Leading non-Jewish Zionists opposed the platforms of Ihud, including Sir John Hope Simpson (see Hope Simpson Enquiry) and Major General Sir Edward Spears. Zionist press in Britain also condemned Magnes, whom they argue “attack bitterly and [...] destroy the state of Israel” using his position at the Hebrew University for larger audiences.

An independent Jewish Press called Magnes a “quisling,” which means traitor, due to his position on binationalism. A Zionist paper The Reconstructionist approved Ihud’s proposal in its February 10, 1956 issue, recommending “the earnest consideration of the Ihud proposals by the Israeli government and by the World Zionist movement.” However, the paper later retracted its position and denounced the programs in a November issue.

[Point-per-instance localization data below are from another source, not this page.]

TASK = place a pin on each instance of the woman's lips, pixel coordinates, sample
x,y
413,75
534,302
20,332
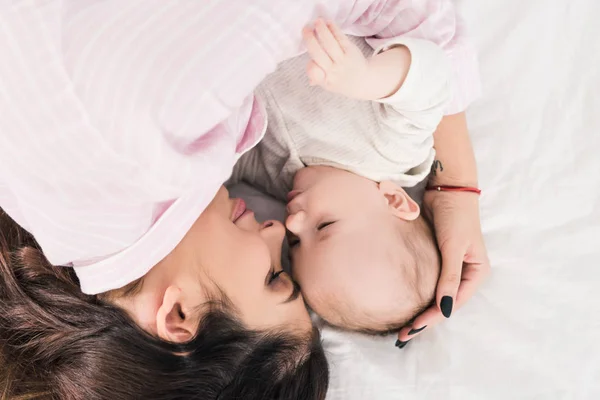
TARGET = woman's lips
x,y
238,209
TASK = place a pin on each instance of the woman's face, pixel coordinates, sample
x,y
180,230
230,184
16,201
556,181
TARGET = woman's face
x,y
226,251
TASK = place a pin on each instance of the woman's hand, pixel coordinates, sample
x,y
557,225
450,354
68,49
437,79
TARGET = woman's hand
x,y
465,263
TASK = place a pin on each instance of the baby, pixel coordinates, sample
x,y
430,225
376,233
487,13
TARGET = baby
x,y
344,135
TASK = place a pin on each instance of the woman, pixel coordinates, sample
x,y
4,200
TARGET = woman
x,y
59,343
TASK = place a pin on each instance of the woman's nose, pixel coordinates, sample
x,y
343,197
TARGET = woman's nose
x,y
272,229
295,222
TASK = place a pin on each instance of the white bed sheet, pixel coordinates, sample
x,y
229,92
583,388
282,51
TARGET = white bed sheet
x,y
532,331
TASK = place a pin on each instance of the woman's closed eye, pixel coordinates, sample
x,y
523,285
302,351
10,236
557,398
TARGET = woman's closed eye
x,y
273,276
324,225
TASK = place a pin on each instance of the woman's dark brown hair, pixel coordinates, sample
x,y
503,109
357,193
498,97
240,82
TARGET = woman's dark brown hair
x,y
58,343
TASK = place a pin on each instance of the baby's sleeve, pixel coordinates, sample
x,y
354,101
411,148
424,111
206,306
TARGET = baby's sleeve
x,y
408,118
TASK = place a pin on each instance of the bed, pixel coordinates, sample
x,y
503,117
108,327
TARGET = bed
x,y
532,331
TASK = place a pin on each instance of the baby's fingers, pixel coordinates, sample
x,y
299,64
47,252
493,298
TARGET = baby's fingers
x,y
328,41
315,50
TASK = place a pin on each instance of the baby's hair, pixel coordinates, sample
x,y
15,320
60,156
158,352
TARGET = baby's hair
x,y
58,343
421,243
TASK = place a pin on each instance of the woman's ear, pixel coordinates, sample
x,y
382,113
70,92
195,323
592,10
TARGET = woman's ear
x,y
401,204
172,324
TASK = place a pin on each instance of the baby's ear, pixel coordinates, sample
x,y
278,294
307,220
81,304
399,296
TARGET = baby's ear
x,y
173,325
401,204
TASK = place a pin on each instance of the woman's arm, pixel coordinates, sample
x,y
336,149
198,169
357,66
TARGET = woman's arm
x,y
455,216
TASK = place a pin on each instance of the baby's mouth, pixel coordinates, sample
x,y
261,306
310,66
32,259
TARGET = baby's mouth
x,y
291,195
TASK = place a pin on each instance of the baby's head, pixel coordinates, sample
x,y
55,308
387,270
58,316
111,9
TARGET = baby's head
x,y
365,258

Rav Tzair, a revisionist who had great admiration for Vladimir Jabotinsky, was upset that Ihud claimed that Palestine is "both legally and ethically theirs (the Arabs), and that they (the Arabs) are therefore entitled to remain its masters forever."

Magnes also attempted to form alliances with Agudat Yisrael, the ultra-orthodox non-Zionist organization for religious Jews; although he was not successful.

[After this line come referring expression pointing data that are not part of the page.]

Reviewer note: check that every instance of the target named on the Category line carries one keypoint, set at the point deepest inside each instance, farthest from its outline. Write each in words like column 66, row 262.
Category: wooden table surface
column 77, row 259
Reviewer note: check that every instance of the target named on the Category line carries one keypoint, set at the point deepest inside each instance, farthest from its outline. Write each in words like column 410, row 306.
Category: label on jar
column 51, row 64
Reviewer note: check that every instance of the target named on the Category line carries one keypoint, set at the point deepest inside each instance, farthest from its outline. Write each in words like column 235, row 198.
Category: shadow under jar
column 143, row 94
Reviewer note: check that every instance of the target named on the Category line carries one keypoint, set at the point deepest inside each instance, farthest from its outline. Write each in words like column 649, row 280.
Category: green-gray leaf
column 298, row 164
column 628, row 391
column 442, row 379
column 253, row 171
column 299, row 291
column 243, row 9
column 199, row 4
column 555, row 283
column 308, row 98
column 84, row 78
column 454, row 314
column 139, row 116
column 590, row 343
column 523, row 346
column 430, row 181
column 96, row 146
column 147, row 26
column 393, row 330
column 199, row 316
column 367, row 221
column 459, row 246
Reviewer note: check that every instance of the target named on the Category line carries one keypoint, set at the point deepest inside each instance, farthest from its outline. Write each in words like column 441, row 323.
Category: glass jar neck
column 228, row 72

Political theorist Hannah Arendt rejected the platforms of Ihud because she considered Magnes' idea of binationalism an erroneous version of federalism as it merely substituted the Biltmore concept of Jewish supremacy in Palestine with the notion of Arab supremacy. She considered Magnes' vision in conflict with her commitment to federalism. Later, she supported Magnes' proposal for a trusteeship as a temporary solution for Jews and Arabs in Palestine.

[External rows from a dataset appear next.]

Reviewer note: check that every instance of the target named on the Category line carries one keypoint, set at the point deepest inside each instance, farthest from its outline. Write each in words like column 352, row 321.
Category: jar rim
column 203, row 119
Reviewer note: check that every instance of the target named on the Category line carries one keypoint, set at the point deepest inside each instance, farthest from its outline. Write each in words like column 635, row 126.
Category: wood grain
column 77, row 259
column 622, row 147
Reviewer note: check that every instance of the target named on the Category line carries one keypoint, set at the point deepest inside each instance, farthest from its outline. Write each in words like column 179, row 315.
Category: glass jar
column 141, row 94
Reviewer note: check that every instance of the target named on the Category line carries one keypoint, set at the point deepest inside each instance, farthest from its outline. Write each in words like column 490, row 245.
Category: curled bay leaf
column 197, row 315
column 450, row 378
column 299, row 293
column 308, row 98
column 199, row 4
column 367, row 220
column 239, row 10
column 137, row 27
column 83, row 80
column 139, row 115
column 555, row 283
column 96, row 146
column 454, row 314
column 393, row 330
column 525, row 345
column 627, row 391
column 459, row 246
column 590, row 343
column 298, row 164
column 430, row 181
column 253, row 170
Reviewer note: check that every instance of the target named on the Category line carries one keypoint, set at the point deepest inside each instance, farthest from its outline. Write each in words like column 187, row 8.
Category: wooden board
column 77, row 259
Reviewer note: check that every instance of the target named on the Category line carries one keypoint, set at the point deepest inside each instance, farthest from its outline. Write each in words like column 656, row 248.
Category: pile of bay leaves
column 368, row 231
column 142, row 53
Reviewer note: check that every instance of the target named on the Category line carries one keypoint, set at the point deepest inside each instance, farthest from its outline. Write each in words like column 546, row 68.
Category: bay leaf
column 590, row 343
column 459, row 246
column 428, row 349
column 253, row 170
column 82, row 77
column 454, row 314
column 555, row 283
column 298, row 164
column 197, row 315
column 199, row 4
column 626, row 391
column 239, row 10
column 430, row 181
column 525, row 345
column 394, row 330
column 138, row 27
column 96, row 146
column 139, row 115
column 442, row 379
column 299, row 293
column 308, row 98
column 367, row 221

Only Isaac Steinberg's Freeland League, which also comprised only a few hundred people, remained as a political ally, with which they were united above all by their rejection of the violence of "militant Zionism". In 1959, Ihud members founded an organisation called "Friends of the Freeman League".

== After the formation of the State of Israel in 1948 ==
Magnes resigned his position as the leader of Ihud the day after the UN announced its partition plan in Palestine.

During Israel’s War of Independence, Ihud criticized Jewish attacks on Arab civilians. It was critical of the “spirit of Masada (survival),” which Ihud deemed a glorification of unnecessary martyrdom.

When violence escalated in the aftermath of the 1948 War, Ihud issued a warning that posited military victory as dangerous precedents. “As members of Ihud, we do not welcome triumphs on the battlefield, which are in essence the spilling of blood, ruination, and destruction for everyone created in God’s image.”

Ihud also denounced the raid on the Jordanian village of Qibya in October 1953, and in general condemned reprisal attacks carried out by the IDF against Arabs.

However, by the late 1960s, the already marginal binationalism platform was even more sidelined because of the political reality of Israel, and Ihud became irrelevant in the political theatre.